Vorab verlas der Vorsitzende jedoch noch die Antwort auf das Rechtshilfeersuchen an Frankreich, eine Vernehmung von Sanchez per Videokonferenz betreffend. Dieser hatte bei einer Vernehmung im Pariser Gefängnis Fresne, bei der er schwor, "die Wahrheit, die ganze Wahrheit und nichts als die Wahrheit" zu sagen, mitgeteilt, daß er "zu keinerlei indirekter Vernehmung bereit" sei. Er würde "für meinen lieben Genossen Johannes Weinrich" nur persönlich in Berlin aussagen und dann auch alle ihm gestellten Fragen beantworten. "Das bestätigt unseren Beschluß vom letzten Verhandlungstag" so Ehestädt.=20

Staatsanwalt Mehlis eröffnete das Gefecht dann mit einem Statement, in dem er die angebliche Aussage Issawis noch einmal "für glaubhaft und beweiserheblich" hielt. Es gebe in diesem Zusammenhang "keine Anzeichen" für den von der Verteidigung geäußerten Folterverdacht. Schließlich sei Jordanien bereits 1991 der Anti-Folter-Konvention beigetreten. In den MfS-Unterlagen könne man zudem nachlesen, was Weinrich selbst zu den diversen Anschlägen geschrieben habe. Und "natürlich" handele es sich dabei um Aufzeichnungen Weinrichs.

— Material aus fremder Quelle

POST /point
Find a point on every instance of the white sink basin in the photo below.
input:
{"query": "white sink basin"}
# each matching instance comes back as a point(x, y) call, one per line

Verteidiger Elfferding replizierte mit der Feststellung, daß Mehlis damit "nix Neues" erzählt habe und fragte, ob denn bekannt sei, wann die USA der Anti-Folter-Konvention beigetreten sind. Im Übrigen verwies er noch einmal darauf, daß die Schriftsachverständigen die Wahrscheinlichkeit für die Handschrift Weinrichs auf der untersten Stufe angesiedelt hatten und seriöse Sachverständige es eigentlich hätten ablehnen müssen, mit dem Kopienmaterial zu arbeiten.

Im Anschluß verlas er ein fünfseitiges Nachplädoyer, das sich noch einmal mit der angeblichen Aussage Issawis beschäftigte und eine Reihe neuer Ungereimtheiten in diesem Zusammenhang herausarbeitete.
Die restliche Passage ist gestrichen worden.